Now, all my pricing gets written using a light touch on the pencil. I also use a softer lead; one with an ‘S’ after the number. I avoid the hard leads with an ‘H’ after the number; you will engrave the price permanently into the paper trying to make it legible.

Another way to mistreat a book is to fold down the corner of a page as a bookmark. Again, this is another bad habit I used to indulge in. Does wisdom really come with age?

Yet another mistreatment. When reading your paperback, fold it back so that the covers meet. that way you can read it and keep one hand free. On of my customers, God rest his soul, used to get mad at me when I would not take his destroyed books in trade. The books would be in nearly new condition when they went out the door, but looked like they had been through the washer and dryer – totally trashed.

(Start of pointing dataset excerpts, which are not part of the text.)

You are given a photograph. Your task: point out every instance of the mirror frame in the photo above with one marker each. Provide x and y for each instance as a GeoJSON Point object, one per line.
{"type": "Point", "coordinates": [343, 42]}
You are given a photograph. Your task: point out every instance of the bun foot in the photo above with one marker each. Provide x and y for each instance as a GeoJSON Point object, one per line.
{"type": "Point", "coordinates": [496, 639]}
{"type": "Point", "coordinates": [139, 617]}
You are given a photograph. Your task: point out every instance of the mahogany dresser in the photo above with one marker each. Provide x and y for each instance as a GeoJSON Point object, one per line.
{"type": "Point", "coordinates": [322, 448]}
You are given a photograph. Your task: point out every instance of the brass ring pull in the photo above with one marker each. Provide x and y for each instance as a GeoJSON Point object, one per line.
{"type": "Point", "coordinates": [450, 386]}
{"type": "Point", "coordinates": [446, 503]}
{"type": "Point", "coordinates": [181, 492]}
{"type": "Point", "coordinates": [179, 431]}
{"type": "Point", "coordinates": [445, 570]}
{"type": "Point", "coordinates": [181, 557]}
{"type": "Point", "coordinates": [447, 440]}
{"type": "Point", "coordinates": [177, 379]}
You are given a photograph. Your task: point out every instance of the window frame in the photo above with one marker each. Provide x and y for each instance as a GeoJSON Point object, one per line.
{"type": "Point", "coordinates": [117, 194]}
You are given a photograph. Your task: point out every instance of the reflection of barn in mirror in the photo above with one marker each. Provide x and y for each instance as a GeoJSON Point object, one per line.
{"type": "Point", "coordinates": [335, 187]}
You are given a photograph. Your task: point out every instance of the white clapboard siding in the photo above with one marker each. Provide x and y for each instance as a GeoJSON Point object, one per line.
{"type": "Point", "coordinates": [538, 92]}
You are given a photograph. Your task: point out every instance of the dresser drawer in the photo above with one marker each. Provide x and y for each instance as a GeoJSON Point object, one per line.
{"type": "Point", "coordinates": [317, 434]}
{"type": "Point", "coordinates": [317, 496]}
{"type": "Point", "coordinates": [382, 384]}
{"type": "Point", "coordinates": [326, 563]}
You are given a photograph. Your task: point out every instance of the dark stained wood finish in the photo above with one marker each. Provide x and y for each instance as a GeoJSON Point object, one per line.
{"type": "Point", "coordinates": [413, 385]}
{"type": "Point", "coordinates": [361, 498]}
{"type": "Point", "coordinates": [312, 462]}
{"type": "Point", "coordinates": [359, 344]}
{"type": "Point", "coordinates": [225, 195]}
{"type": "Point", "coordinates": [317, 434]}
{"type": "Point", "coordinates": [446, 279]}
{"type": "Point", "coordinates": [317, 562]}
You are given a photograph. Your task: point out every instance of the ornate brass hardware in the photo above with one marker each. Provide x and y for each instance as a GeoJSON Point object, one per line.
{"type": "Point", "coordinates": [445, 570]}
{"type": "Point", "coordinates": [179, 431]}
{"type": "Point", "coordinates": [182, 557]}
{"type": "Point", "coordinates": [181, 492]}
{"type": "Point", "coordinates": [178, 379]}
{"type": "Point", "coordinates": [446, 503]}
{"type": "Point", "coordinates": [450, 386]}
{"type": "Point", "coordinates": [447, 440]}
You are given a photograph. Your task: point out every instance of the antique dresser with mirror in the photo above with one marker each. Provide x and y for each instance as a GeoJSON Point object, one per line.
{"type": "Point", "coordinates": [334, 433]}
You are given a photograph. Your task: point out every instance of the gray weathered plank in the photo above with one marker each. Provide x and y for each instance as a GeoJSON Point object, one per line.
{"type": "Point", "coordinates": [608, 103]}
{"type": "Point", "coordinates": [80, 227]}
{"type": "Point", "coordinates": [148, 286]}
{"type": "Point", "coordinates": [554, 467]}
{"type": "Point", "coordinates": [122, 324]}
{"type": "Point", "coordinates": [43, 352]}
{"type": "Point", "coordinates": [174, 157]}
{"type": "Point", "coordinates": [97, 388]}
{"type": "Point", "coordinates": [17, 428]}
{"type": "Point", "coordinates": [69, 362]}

Last but no least, that other story.

When I was in college I struggled my way through differential calculus and managed to slide by with a D-, not good enough to get credit for the course. Paid all that money just to fail the course. I kept that stupid textbook for years, even after I later re-took the course at another school and passed. I eventually gave the book away but came across it several years later at the local library book sale (it had my name written on the edge of the pages). I found that I still harbored resentment toward that book. So I bought it. I then took it out to a local gravel pit and shot big holes in it with a .357 Magnum. I felt good. And maybe just a tiny little bit guilty.

Taking Out The Trash

I recycle my un-saleable books at our local recycling center, still affectionately known to locals as The Dump. One time I was there throwing out boxes of old, ratty, mass market paperbacks, heaving them into the paper recycling bin. An older lady waited until I had finished my chore, then proceeded to climb right into the bin and start to heave most of them back out. I asked her what she thought she was doing. She said she was getting them for one of the local non-profits who had a free book-exchange shelf. I know darn well that I ended up rejecting those books all over again from hopeful sellers. At one point I even started tearing them up to discourage the dump-picking. Looking back, I don’t know who was crazier, her for picking books out of a dumpster, or me for being so anal about keeping those books from coming back to my store.

Another time I got a call from a guy who swore he had a van full of nothing but ‘primo’ books in great condition – very valuable. He said he needed money to pay his bills.

After an hour’s drive, this guy wheeled into the parking lot in a van so loaded the bumper scraped the road when he made the turn. He had over forty cartons of books, which he proceeded to unload onto the front porch. It took me over four hours to sort through the stuff, hoping in vain to find something decent, but most of the boxes were full of damp, mildewed books, mouse crap, mold and dirt. I bought about thirty books and that only because I felt sorry for him. He was trying to sell stuff out of those boxes to my customers for several hours before I made him load up and leave. Another lesson learned.

As an aside to this story, I have found through much experience that people who bring books in using big old trash bags are usually bringing just that – trash. I have found that the time and labor involved in going through the bags is usually not worth it. However, neatly packed and stacked books in shopping books are usually much better. But the best thing I love to see coming into my store are nice clean books in clean, neatly packed boxes.